Over the past two months I have been investing in Cardano with the excess cash I have been making in the market. I hold Cardano over Bitcoin or even Ethereum for a couple main reasons.
This post was written when Cardano was priced at $1.20 a coin. Since then the price has exploded up to near $3.00 coin. I hope some of you guys got a chance to get in and catch some profit.
Bitcoin is not scalable. It will become the internet’s version of gold, meaning that there will be a finite supply. That being said, the use of Bitcoin is now almost zero as the transaction fees and time are too large for an average transaction.
Due to this limiting factor of Bitcoin we are seeing a decrease in financial viability and overall market cap of the coin itself. We can see this in the following image.
Top 5 crypto’s by market cap
Over the past month we have seen Bitcoins average market cap of 60% decrease to around 50%. This has happened before in the past but this time we are seeing a breakout of alt-coins that not only have taken market cap away but also have kept the market cap, a very unusual trend for this market.
As such, we need to begin to look at a new coin to invest into. I still hold Bitcoin but it’s becoming apparent that the next generation of Crypto needs to be scalable.
The biggest competitor to Bitcoin currently is Ethereum, and don’t get me wrong I hold Ethereum in my portfolio but it’s no Cardano. The reason behind this is that currently ETH’s gas fees are extremely high for a simple transaction which destroys its scalability currently. ETH 2.0 is supposed to fix this, but unfortunately the fork to this design keeps getting pushed back while Cardano is already there.
Second: Proof of Work vs. Proof of Stake
If you know me then you know that I have been a huge advocate of Proof of Stake over proof of work ever since I saw Dash Coins method. This still holds true and I think that all major currencies going forward are going to use a Proof of Stake methodology outside Bitcoin.
In essence Proof of Stake allows validators instead of miners to verify transactions. Each validator takes turns verifying the transaction, and those validators with larger holdings get more turns. This differs from mining because miners will compete with one another to mine a block where a validator will just wait their turn. Thus saving both energy and time.
Proof of stake is an incredibly alluring thing for investors. There is very little overhead and you can treat it like an income generating asset that compounds. Cardano for example compounds at around 5% per year.

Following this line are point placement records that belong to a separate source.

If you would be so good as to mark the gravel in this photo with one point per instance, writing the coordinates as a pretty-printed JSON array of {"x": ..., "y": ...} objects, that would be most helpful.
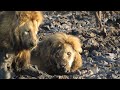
[{"x": 101, "y": 48}]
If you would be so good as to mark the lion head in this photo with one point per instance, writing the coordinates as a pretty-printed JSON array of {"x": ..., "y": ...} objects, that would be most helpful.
[
  {"x": 26, "y": 24},
  {"x": 60, "y": 54}
]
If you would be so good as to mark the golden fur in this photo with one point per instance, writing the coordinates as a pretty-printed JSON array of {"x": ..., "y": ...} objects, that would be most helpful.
[
  {"x": 18, "y": 34},
  {"x": 59, "y": 53}
]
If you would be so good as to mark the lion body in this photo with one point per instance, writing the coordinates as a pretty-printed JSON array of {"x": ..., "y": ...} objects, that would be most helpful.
[
  {"x": 18, "y": 34},
  {"x": 59, "y": 53}
]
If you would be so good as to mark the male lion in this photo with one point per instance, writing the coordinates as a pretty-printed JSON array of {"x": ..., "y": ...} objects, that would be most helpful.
[
  {"x": 59, "y": 54},
  {"x": 18, "y": 35}
]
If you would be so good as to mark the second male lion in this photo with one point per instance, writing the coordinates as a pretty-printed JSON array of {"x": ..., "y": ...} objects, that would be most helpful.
[
  {"x": 59, "y": 54},
  {"x": 18, "y": 35}
]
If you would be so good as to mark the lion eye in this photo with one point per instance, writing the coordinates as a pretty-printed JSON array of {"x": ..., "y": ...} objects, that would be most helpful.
[
  {"x": 69, "y": 53},
  {"x": 26, "y": 32}
]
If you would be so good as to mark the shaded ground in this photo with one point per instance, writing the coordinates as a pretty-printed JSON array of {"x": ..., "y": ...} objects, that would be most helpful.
[{"x": 101, "y": 48}]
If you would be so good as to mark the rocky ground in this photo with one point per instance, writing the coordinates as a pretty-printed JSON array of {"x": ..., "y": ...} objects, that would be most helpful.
[{"x": 101, "y": 47}]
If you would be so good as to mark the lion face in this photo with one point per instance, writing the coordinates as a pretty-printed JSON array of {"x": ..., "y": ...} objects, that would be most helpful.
[
  {"x": 26, "y": 30},
  {"x": 64, "y": 58}
]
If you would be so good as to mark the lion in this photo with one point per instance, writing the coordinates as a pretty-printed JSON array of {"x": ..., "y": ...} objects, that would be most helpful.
[
  {"x": 18, "y": 35},
  {"x": 59, "y": 54}
]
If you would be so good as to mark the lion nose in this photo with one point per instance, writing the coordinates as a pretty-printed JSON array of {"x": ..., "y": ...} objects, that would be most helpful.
[
  {"x": 32, "y": 44},
  {"x": 63, "y": 69}
]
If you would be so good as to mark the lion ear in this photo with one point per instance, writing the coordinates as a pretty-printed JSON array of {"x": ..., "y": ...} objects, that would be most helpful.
[
  {"x": 17, "y": 14},
  {"x": 77, "y": 63}
]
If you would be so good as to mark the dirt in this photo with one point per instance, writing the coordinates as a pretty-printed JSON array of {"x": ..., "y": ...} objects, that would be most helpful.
[{"x": 101, "y": 47}]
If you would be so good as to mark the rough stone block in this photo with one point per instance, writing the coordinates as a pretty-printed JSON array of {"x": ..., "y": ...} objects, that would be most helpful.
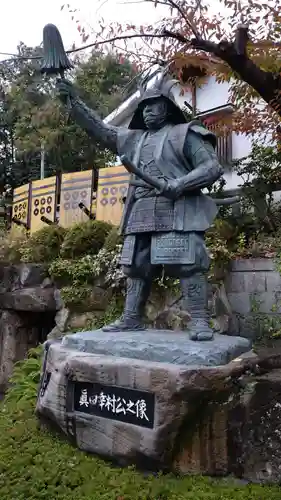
[
  {"x": 140, "y": 407},
  {"x": 273, "y": 282},
  {"x": 29, "y": 299},
  {"x": 163, "y": 346},
  {"x": 255, "y": 282},
  {"x": 235, "y": 282},
  {"x": 240, "y": 302}
]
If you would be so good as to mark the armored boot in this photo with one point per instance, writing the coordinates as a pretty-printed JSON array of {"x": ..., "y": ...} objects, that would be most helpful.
[
  {"x": 137, "y": 294},
  {"x": 195, "y": 301}
]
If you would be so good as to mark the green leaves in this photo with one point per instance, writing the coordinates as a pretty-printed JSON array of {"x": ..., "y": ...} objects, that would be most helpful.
[{"x": 28, "y": 104}]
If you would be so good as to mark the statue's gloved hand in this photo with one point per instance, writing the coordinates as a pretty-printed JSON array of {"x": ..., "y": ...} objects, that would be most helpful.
[
  {"x": 66, "y": 91},
  {"x": 171, "y": 188}
]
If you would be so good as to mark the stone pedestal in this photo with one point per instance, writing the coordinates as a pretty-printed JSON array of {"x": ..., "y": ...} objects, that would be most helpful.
[{"x": 139, "y": 397}]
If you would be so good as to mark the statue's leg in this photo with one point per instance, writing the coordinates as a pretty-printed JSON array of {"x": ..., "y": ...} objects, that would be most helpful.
[
  {"x": 195, "y": 301},
  {"x": 139, "y": 280},
  {"x": 194, "y": 288}
]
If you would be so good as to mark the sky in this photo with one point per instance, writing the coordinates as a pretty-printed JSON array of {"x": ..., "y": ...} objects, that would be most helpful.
[{"x": 24, "y": 20}]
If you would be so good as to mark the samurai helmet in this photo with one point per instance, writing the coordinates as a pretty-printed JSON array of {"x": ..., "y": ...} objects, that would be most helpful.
[{"x": 162, "y": 89}]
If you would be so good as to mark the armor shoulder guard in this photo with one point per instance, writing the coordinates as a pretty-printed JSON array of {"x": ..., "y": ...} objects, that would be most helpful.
[{"x": 197, "y": 127}]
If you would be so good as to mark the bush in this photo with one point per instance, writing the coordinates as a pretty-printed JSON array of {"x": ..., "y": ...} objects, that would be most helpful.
[
  {"x": 11, "y": 244},
  {"x": 44, "y": 245},
  {"x": 74, "y": 272},
  {"x": 86, "y": 238},
  {"x": 113, "y": 240}
]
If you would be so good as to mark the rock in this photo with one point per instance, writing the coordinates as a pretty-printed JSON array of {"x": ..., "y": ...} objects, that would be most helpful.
[
  {"x": 21, "y": 276},
  {"x": 81, "y": 321},
  {"x": 143, "y": 407},
  {"x": 55, "y": 333},
  {"x": 29, "y": 299},
  {"x": 221, "y": 310},
  {"x": 47, "y": 283},
  {"x": 9, "y": 332},
  {"x": 58, "y": 299},
  {"x": 172, "y": 319},
  {"x": 61, "y": 318},
  {"x": 98, "y": 299},
  {"x": 160, "y": 346},
  {"x": 191, "y": 419}
]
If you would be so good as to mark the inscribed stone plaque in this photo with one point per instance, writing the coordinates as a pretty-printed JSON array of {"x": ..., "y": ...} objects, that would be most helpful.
[
  {"x": 172, "y": 248},
  {"x": 128, "y": 249},
  {"x": 115, "y": 403}
]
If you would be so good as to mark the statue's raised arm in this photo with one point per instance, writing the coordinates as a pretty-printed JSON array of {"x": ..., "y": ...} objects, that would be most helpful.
[{"x": 88, "y": 119}]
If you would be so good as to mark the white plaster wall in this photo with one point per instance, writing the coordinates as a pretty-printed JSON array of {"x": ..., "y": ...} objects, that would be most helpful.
[{"x": 210, "y": 94}]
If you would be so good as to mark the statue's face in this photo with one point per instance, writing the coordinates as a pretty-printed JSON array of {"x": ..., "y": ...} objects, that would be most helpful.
[{"x": 155, "y": 113}]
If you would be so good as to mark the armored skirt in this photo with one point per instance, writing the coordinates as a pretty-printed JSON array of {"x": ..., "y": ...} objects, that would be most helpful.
[{"x": 151, "y": 243}]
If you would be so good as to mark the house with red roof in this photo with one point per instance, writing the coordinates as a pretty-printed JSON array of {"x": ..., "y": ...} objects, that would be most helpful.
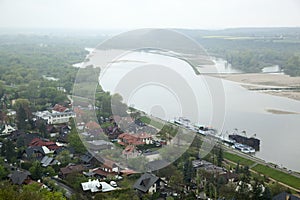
[
  {"x": 134, "y": 139},
  {"x": 59, "y": 108}
]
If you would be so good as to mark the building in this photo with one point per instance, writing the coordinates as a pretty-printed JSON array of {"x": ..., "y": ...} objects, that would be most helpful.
[
  {"x": 54, "y": 117},
  {"x": 135, "y": 139},
  {"x": 19, "y": 177},
  {"x": 148, "y": 183},
  {"x": 285, "y": 196},
  {"x": 96, "y": 186},
  {"x": 71, "y": 168}
]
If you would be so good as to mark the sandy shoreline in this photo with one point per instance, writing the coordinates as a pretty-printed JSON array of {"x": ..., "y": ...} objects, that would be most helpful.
[{"x": 252, "y": 81}]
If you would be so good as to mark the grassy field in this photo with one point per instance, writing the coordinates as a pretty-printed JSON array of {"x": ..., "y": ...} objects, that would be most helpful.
[
  {"x": 154, "y": 123},
  {"x": 278, "y": 175},
  {"x": 236, "y": 159},
  {"x": 265, "y": 170}
]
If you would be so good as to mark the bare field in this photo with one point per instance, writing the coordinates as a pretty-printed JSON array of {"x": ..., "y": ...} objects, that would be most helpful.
[{"x": 252, "y": 81}]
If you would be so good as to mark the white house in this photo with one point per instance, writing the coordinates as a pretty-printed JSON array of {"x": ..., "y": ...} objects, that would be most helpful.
[{"x": 96, "y": 186}]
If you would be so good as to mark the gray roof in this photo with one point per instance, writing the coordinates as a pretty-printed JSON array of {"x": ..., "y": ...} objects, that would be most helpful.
[
  {"x": 284, "y": 196},
  {"x": 157, "y": 164},
  {"x": 46, "y": 161},
  {"x": 145, "y": 182},
  {"x": 87, "y": 157},
  {"x": 18, "y": 177},
  {"x": 34, "y": 149}
]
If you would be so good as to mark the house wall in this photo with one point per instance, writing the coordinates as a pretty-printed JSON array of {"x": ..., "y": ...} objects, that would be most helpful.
[{"x": 152, "y": 189}]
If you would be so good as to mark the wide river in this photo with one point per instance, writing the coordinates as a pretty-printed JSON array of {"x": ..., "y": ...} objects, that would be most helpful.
[{"x": 238, "y": 109}]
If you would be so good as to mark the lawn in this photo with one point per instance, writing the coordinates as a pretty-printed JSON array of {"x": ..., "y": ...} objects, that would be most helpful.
[
  {"x": 236, "y": 159},
  {"x": 154, "y": 123},
  {"x": 278, "y": 175}
]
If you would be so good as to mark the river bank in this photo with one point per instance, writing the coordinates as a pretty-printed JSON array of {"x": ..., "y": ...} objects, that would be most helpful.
[{"x": 259, "y": 80}]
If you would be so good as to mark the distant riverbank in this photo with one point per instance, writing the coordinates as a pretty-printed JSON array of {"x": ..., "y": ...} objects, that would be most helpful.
[{"x": 257, "y": 80}]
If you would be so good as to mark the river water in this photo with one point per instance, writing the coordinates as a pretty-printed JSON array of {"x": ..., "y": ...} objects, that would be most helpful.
[{"x": 238, "y": 108}]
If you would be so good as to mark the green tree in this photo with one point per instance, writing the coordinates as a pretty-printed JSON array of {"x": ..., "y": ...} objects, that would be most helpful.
[
  {"x": 23, "y": 113},
  {"x": 36, "y": 170},
  {"x": 64, "y": 157},
  {"x": 8, "y": 151},
  {"x": 220, "y": 157}
]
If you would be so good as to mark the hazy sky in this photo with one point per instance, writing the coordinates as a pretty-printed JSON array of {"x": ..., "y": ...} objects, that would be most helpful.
[{"x": 120, "y": 14}]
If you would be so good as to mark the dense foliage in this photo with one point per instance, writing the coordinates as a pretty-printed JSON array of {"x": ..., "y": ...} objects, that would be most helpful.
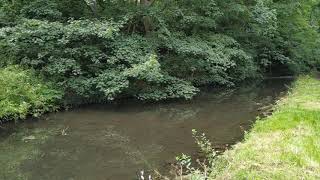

Ethereum currently uses Proof of Work for a majority of its ecosystem. This is one of the reasons why the transaction fees are so high on ETH currently. Cardano on the other hand uses only Proof of Stake and already has a fully decentralized network doing this. I’m a firm believer that it is harder to move a large project such as Ethereum to Proof of Stake and as such I think that Cardano will continue to increase in market cap over the next coming months.
All Crypto’s have the same goal of becoming the universal currency and accountability platform for all peer to peer transactions to take place. How they go about doing this is a whole different argument.
Ethereum currently has an open source development platform. This means that anyone who thinks they can program and improve ETH can sign up to take a shot at it. This is a problem because the more minds you put into solving an issue the larger the issue becomes.
We can see this in all forms of government or offices; To many chiefs and not enough Indians. As a result development becomes stagnant or sometimes regressive if not enough precautions take place.
Cardano fixes this issue by creating wholly owned and operated development companies with clear goals and missions. This form of development fixes a major issue that plagues a majority of other Crypto’s and that is feasibility of goals and funding.
Forth: Investment Timeline
I have to be clear. Cardano for me is a 5-10 year investment. If development goals and timelines are hit then I expect Cardano to become a major player in the Crypto space around 2026 or 2027. If this is the case then not only me but many experts expect Cardano to be around $100 or $120 a coin. This could happen sooner if we see a massive increase in overall Crypto market cap after the next bull run.
I expect Cardano to have a market cap of around 5% by the end of 2022 if the project continues along the same route and hits their milestones. Until then don’t expect to become rich off Cardano overnight, its 35 billion coin circulation in theory will prevent any major runup but also consolidate the coin.
Conclusion and action
Every investment thesis needs to have a conclusion and action plan associated with it. This is no different.
I have been selling puts and making money off the market for a better part of 12 years. Normally I take out my profits and reinvest into dividend generating assets such as funds of funds or stable Reits (You let me down O). But due to the massive upside potential present in Cardano I have decided to reinvest nearly all of my new earnings into this income generating asset.
I plan on holding for the next 5 to 10 years assuming the Cardano team keeps on performing and hitting their goals. If I am correct in my thesis then by 2030 I can expect to have 100x my investment and be pulling in a sizable dividend, that is paid out weekly by the Cardano project.